Jabir Hussain
Week 8
- Optimisation approach to inverse problems
- Least squares and generalised linear regression
- Ill-posedness of inverse problems
- Generalised inverses
- Regularisation: Tikhonov regularisation (ridge regression) and other examples
Simply put, an inverse problem means fitting/learning unknown parameters in a mathematical model to best explain some data/observation about the system being modelled. (Sometimes we distinguish between parameter estimation and state estimation for dynamical systems.)
Classic example: According to Hooke’s law, for a linear elastic material, the force $F$ applied to stretch a material and the resulting extension/strain $\varepsilon$ are proportional. Writing $\sigma:=F/A$, $A$ being the cross-sectional area of the material, $\sigma=E\varepsilon$, with $\sigma$ being the stress, $\varepsilon$ the strain, and $E$ the Young’s modulus for the material. We can apply known forces and measure extension to get a data set $(\varepsilon_j,\sigma_j)_{j=1}^J$ and find an $E$ that “best” explains the data. A classic choice for “best” is an $E$ that minimises the sum of squared residuals
\[\Phi(E):=\sum_{j=1}^J|\sigma_j-E\varepsilon_j|^2.\]NB In reality, this will be an overdetermined problem: there will be no $E$ s.t. $\sigma_j=E\varepsilon_j$ for all $j$; $\min \Phi>0$.
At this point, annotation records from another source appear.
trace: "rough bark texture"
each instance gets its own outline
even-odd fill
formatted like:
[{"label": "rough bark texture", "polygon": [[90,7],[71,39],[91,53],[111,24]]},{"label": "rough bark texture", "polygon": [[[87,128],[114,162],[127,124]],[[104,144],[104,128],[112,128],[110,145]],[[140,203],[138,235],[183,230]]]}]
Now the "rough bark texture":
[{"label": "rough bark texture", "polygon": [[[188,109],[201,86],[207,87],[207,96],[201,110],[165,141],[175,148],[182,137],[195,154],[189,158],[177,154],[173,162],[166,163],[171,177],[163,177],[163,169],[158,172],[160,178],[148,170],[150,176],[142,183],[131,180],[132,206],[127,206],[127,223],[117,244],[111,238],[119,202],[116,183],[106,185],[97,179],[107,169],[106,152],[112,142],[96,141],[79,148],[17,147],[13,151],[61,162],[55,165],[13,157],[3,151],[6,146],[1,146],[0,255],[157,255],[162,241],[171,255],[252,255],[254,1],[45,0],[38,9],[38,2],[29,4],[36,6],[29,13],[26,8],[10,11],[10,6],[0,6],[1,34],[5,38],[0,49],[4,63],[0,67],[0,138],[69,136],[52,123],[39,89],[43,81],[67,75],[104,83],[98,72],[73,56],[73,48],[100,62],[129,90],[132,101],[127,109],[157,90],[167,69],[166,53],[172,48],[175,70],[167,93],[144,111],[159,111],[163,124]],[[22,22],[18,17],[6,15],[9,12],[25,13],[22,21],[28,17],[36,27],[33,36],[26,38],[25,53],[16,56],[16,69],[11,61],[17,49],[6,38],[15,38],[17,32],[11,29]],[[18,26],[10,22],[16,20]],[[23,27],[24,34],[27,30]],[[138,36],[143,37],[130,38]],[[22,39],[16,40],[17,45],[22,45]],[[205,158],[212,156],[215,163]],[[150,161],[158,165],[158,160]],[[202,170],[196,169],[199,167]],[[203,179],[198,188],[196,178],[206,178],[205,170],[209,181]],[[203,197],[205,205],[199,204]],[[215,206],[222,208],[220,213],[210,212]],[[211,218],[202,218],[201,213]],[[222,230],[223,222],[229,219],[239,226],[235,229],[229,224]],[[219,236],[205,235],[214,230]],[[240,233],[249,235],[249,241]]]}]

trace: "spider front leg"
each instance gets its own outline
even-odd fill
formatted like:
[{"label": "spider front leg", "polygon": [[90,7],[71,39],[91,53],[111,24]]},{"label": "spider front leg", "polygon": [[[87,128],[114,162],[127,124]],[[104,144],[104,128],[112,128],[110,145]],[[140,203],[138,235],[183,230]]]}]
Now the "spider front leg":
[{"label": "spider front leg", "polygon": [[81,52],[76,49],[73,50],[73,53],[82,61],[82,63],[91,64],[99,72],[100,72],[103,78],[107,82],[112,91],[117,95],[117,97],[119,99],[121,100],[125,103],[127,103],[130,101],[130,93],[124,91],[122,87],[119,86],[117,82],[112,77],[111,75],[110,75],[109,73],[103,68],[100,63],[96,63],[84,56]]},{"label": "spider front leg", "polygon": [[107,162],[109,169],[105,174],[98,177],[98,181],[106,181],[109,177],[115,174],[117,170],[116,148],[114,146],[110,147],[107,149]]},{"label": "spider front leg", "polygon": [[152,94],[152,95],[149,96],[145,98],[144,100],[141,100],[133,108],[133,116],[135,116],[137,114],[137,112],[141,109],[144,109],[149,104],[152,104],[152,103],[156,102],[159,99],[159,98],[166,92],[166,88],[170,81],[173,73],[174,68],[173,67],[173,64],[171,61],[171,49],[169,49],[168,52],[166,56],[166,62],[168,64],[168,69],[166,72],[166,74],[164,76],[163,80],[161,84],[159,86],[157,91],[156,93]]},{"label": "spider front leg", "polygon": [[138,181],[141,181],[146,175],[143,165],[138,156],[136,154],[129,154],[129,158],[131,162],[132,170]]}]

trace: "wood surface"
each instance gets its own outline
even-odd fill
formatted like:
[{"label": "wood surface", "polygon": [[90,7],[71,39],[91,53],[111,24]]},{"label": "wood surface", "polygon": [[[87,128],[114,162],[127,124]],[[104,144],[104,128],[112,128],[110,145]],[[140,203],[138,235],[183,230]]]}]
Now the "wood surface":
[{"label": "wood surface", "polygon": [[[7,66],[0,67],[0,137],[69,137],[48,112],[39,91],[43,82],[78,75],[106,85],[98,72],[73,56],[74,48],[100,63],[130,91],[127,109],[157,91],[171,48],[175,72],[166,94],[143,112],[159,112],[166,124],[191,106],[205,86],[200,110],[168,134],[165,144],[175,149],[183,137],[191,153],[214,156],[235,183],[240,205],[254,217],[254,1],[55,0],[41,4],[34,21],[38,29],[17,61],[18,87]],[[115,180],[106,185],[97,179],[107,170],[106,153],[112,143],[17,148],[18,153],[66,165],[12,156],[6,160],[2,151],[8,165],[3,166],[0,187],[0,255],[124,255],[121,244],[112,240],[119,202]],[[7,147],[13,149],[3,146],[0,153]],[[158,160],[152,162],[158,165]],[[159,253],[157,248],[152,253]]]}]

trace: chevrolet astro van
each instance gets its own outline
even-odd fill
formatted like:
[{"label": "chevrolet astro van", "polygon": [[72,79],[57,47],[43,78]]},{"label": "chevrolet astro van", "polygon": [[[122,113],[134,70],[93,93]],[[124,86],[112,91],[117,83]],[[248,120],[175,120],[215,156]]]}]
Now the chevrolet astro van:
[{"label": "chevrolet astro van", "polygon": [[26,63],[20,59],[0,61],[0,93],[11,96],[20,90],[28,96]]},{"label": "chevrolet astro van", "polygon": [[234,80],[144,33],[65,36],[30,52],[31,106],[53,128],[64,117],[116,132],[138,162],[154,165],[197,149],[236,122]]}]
This is a simple example of linear regression: given a set of $J$ input-output pairs $(x_j,y_j)$, find a constant $\theta\in\mathbb{R}$ such that
\[\Phi(\theta):=\frac{1}{2}\sum_{j=1}^J|\theta x_j-y_j|^2=\frac{1}{2}\|x\theta-y\|_2^2\]is minimised. (Here $x=(x_1,\ldots,x_J)$ and $y=(y_1,\ldots,y_J)$.)
As a mild generalisation, we can do linear regression with an intercept that does not have to be zero: we seek $\theta=(\theta_0,\theta_1)^T\in\mathbb{R}^2$ — the model now is $y^j=\theta_0+\theta_1 x_j$ — to minimise
\[\Phi(\theta):=\frac{1}{2}\sum_{j=1}^J|\theta_0+\theta_1 x_j-y_j|^2=\frac{1}{2}\|\theta_0(1,\ldots,1)^T+\theta_1 x-y\|_2^2,\] \[=\frac{1}{2}\left\|\begin{pmatrix}1&x_1\\ \vdots&\vdots\\ 1&x_J\end{pmatrix}\begin{pmatrix}\theta_0\\ \theta_1\end{pmatrix}-\begin{pmatrix}y_1\\ \vdots\\ y_J\end{pmatrix}\right\|_2^2.\](In the form that numpy.linalg.lstsq expects.)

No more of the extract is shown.